Segundos depois, já pipocava na tela a janela de bate-papo.

Stalkear faz parte!

Quando você quer fazer um "approach" e não está muito certo sobre como e quando acontecer, as redes sociais contribuem enormemente pra resolver isso. 

O ato permanece o mesmo: XERETAR, mas agora ganhou um nome refinado: STALKEAR.

Aquela xeretada básica no perfil do Facebook, nunca fez mal a ninguém.
Checar idade, estado civil, lugares que costuma frequentar, as últimas fotos postadas...
Após essa "visitinha" despretensiosa conseguimos as informações necessárias para organizarmos um método assertivo de aproximação.

Nunca isso é feito sozinho.
Há sempre aquele seu best friend que vira seu comparsa nessa investigação.

E eu tenho um amigo muito bom nisso.
Quando trabalhamos em conjunto, o resultado é excelente ! rsrsrs.

Ficou na incumbência dele, então, encontrar o perfil do rapaz.
Não demorou muito e o link já estava no meu celular.
Devido às restrições que podemos configurar na nossa conta, não havia muito que eu, como "espiã", pudesse ver.
Algumas fotos de trabalhos como modelo (lindíssmo, por sinal), poucos posts recentes e estado civil não especificado.

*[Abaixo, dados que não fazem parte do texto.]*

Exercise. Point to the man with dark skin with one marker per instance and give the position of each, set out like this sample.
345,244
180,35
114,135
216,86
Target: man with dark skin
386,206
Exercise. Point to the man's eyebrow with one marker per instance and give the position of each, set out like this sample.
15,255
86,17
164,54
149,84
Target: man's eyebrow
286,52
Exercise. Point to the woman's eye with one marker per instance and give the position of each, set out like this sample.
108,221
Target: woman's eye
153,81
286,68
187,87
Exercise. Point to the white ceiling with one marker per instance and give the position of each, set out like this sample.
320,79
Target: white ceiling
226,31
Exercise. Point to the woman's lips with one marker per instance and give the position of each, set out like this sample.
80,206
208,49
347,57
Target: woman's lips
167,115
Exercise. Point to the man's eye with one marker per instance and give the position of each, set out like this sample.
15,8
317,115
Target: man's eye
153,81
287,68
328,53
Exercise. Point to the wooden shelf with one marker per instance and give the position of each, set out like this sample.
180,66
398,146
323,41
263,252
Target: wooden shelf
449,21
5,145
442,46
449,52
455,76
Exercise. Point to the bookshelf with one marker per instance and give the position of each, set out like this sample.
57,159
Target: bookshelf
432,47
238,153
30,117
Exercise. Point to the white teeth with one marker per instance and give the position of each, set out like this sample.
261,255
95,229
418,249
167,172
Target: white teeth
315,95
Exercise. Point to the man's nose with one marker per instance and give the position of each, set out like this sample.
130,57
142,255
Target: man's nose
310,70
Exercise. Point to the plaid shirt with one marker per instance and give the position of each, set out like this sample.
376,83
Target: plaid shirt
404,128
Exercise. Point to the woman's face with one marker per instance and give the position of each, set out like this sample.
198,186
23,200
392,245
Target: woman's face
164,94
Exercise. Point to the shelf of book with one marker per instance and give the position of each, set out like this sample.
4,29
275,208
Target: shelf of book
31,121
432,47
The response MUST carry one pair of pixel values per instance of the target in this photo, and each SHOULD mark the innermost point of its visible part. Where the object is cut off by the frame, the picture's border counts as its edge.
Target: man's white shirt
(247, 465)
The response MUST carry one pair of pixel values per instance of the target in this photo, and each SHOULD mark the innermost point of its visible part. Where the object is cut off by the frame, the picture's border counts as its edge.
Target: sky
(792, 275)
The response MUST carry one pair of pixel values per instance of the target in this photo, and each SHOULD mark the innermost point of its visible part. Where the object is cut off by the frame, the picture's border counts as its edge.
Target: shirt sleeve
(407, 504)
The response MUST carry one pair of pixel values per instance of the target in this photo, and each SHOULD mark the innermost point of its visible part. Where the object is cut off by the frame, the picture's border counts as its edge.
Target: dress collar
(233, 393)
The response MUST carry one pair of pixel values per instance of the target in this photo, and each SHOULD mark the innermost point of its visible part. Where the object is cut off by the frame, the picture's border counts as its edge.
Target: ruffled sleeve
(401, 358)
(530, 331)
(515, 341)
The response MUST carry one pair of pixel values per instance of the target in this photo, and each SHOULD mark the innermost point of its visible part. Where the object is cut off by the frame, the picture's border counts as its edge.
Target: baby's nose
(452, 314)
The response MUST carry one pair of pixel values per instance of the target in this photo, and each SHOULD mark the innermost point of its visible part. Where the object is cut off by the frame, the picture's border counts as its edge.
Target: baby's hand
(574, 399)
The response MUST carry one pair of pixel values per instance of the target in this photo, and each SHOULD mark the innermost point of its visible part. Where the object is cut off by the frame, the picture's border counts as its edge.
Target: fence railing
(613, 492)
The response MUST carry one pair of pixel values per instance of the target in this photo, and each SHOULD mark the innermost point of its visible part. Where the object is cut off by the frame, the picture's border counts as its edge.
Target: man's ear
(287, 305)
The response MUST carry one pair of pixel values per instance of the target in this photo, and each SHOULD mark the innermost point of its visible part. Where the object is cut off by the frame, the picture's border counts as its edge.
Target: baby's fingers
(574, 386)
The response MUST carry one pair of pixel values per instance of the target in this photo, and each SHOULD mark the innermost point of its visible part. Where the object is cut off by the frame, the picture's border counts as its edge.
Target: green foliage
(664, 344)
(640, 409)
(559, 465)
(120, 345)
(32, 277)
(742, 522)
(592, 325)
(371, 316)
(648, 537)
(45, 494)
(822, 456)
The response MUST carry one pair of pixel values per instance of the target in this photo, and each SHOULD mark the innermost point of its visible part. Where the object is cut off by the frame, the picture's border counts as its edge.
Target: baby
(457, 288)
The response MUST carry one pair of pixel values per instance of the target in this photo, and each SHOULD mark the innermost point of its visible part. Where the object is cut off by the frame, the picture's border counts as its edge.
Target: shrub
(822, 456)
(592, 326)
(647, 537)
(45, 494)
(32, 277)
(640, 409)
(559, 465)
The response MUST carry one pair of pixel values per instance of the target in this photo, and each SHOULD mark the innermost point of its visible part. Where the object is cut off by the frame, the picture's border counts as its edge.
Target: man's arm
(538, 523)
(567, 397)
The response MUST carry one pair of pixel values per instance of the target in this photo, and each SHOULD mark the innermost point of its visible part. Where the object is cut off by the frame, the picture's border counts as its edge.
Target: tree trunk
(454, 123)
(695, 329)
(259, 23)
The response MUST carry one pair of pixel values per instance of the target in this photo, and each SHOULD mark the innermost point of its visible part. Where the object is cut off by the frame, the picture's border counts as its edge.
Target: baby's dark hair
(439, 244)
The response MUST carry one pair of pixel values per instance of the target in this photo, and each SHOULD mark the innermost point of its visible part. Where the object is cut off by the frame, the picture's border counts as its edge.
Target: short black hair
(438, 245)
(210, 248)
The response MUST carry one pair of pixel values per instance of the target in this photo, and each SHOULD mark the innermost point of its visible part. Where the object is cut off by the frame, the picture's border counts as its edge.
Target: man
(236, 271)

E aí vem aquela dúvida: adiciono ou não adiciono aos meus amigos?
Óbvio, que a única razão da dúvida em adicionar é o fato de ficar claro que estávamos stalkeando seu perfil.
Fora isso, a certeza de enviar a solicitação era nítida.

Enfim, foi!
Convite enviado.

Enquanto ele não é aceito, fica martelando uma pergunta: e agora, quando encontrá-lo novamente nos corredores, o que fazer?

Uma pausa na vida virtual

Uma pausa na vida virtual.
Voltemos à vida real.

Desliguemos nossos visores.
Liguemos nossas visões.

Olhemos ao nosso redor...

É notório que toda mulher, consciente ou inconscientemente, nutri uma fantasia sobre homens e fardas.
Há mais do que se imagina do que um simples desejo por aquele uniforme.
É a caracterização do macho alfa.
Da masculinidade viril.
Daquele que sempre vai te oferecer conforto e segurança.
Que vai te proteger te todos os "meninos maus" que encontrar pelo caminho.

Pois bem...
Para se adequar às normas de segurança, a empresa em que trabalho, precisou modificar seu quadro de funcionários. 
Agora, trabalhando 24 horas por dia, haveriam bombeiros civis instalados no local.

Algo de extrema importância considerando-se a preservação de milhares de vida que diariamente exercem suas funções lá.

Não houve apresentações formais, para que soubéssemos a quem recorrer em caso de necessidade ou emergência.

Também não precisava...
Conseguíamos notar, ao longe, aquele belo rapaz fardado desfilando pelos corredores.

quinta-feira, 4 de agosto de 2016

- Um parênteses -

- Um parênteses - 

Nesse mundo virtual, tudo é muito descartável.
Tão fácil como encontrar pessoas, é tirá-las de sua vida.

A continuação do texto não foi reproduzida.